In practice, this means sketching a diagram while you study, visualizing a scene that represents what you’re learning, or converting abstract concepts into concrete pictures. If you’re trying to remember that cortisol is a stress hormone, you might picture a coiled spring (tension) sitting on top of a kidney (where the adrenal glands are). The image doesn’t need to be anatomically accurate. It needs to be vivid enough that your brain latches onto it.

Use a Memory Palace

The method of loci, often called a memory palace, is one of the oldest and most powerful mnemonic techniques. You mentally walk through a place you know well, like your home, and “place” each item you want to remember at a specific location along the route. To recall the list, you retrace your steps and “pick up” each item.

This technique works because it taps into your brain’s spatial navigation system, which is deeply connected to the same regions involved in forming new memories. It also creates slightly bizarre, novel associations (a giant loaf of bread blocking your front door, a waterfall of milk pouring down your stairs), and novelty is a strong signal that tells your brain to pay attention. Research on memory athletes found that people trained in this method showed significantly better recall than untrained controls, and even beginners who practiced the technique improved their memory durability compared to people using other study strategies. The method is especially effective for remembering ordered sequences, like a list of points for a presentation or steps in a process.

Use Unfinished Tasks to Your Advantage

Your brain has a built-in bias toward remembering things that aren’t yet complete. Unfinished tasks tend to linger in your thoughts far more than completed ones, a phenomenon called the Zeigarnik effect. A meta-analysis found a meaningful positive relationship between unfinished tasks and continued thinking about them during off-hours, with the association being strongest when emotional engagement was high.

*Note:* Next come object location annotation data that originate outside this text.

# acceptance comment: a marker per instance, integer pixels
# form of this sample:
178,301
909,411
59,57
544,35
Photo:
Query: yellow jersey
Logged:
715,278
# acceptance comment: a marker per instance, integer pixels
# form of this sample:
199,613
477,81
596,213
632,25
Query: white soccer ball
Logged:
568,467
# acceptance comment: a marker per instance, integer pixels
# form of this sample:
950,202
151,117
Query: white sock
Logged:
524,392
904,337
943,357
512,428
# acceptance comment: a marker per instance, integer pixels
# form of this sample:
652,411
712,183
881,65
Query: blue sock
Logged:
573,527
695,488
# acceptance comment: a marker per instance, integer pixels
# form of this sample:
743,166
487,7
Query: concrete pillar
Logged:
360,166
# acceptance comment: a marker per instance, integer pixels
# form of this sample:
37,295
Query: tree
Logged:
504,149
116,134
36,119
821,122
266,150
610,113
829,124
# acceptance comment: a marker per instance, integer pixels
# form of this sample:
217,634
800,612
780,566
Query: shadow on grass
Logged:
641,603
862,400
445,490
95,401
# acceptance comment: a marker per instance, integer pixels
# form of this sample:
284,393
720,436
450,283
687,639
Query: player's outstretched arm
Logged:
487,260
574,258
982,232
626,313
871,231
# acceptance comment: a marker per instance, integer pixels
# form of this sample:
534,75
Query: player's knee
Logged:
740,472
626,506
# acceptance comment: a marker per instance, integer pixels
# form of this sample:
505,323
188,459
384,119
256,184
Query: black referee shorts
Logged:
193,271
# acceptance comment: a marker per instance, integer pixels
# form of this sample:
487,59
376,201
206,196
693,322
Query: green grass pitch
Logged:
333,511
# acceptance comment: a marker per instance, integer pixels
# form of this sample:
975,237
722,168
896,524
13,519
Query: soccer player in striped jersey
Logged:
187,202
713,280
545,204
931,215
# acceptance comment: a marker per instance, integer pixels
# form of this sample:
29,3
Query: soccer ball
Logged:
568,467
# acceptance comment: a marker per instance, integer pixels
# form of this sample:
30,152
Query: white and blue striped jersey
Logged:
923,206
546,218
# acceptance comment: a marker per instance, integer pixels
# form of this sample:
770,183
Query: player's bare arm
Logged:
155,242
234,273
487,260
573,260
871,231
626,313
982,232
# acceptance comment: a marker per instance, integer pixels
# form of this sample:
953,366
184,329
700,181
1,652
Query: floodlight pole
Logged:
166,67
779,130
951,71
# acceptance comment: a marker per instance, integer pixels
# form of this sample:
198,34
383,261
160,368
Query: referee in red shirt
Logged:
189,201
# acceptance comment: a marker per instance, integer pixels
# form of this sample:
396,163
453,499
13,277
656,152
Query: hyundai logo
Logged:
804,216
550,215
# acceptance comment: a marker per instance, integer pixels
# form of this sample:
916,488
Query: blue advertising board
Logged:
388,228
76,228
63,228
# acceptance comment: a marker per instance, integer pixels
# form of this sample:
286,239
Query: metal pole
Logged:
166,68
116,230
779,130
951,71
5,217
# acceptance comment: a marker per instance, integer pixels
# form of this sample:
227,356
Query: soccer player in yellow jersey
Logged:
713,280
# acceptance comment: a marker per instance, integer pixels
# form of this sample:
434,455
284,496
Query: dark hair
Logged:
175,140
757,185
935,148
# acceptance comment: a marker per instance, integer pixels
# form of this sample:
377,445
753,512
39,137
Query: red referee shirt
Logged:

You can use this to your advantage. If you’re studying, stop in the middle of a topic rather than at the end of a neat section. Your brain will keep processing it in the background. If you need to remember to do something, start the task even in a tiny way (open the document, write one sentence) rather than just adding it to a list. That sense of incompleteness keeps the task active in your mind.

Sleep Is Not Optional

Sleep is when your brain moves new memories from temporary storage into long-term storage. This happens primarily during deep sleep (slow-wave sleep), when recently learned information is reactivated and gradually redistributed to more permanent locations in the brain. The process works through a coordinated dialogue between the brain’s memory center and its outer cortex, with slow brain waves providing a rhythmic framework that bundles new memories together with stabilizing signals called sleep spindles.

REM sleep, which follows deep sleep, then further stabilizes these redistributed memories. This is why pulling an all-nighter before an exam tends to backfire. You might cram more information in, but without sleep, your brain never properly files it away. Even a short nap after learning something new can improve retention compared to staying awake for the same period.

Exercise Builds a Better Memory System

Aerobic exercise does more than keep your body healthy. It physically changes the brain’s memory center. Regular aerobic activity triggers the release of a protein that promotes the growth of new brain cells and strengthens the connections between existing ones. Research has shown that exercise actually increases the size of the hippocampus, the brain structure most critical for forming new memories, in human adults.

During exercise, proteins released from working muscles cross into the brain and further amplify this effect. The result is not just a temporary boost in alertness but a genuine, structural improvement in your brain’s capacity to encode and retain information. You don’t need to train for a marathon. Consistent moderate aerobic activity, like brisk walking, cycling, or swimming several times a week, is enough to see benefits.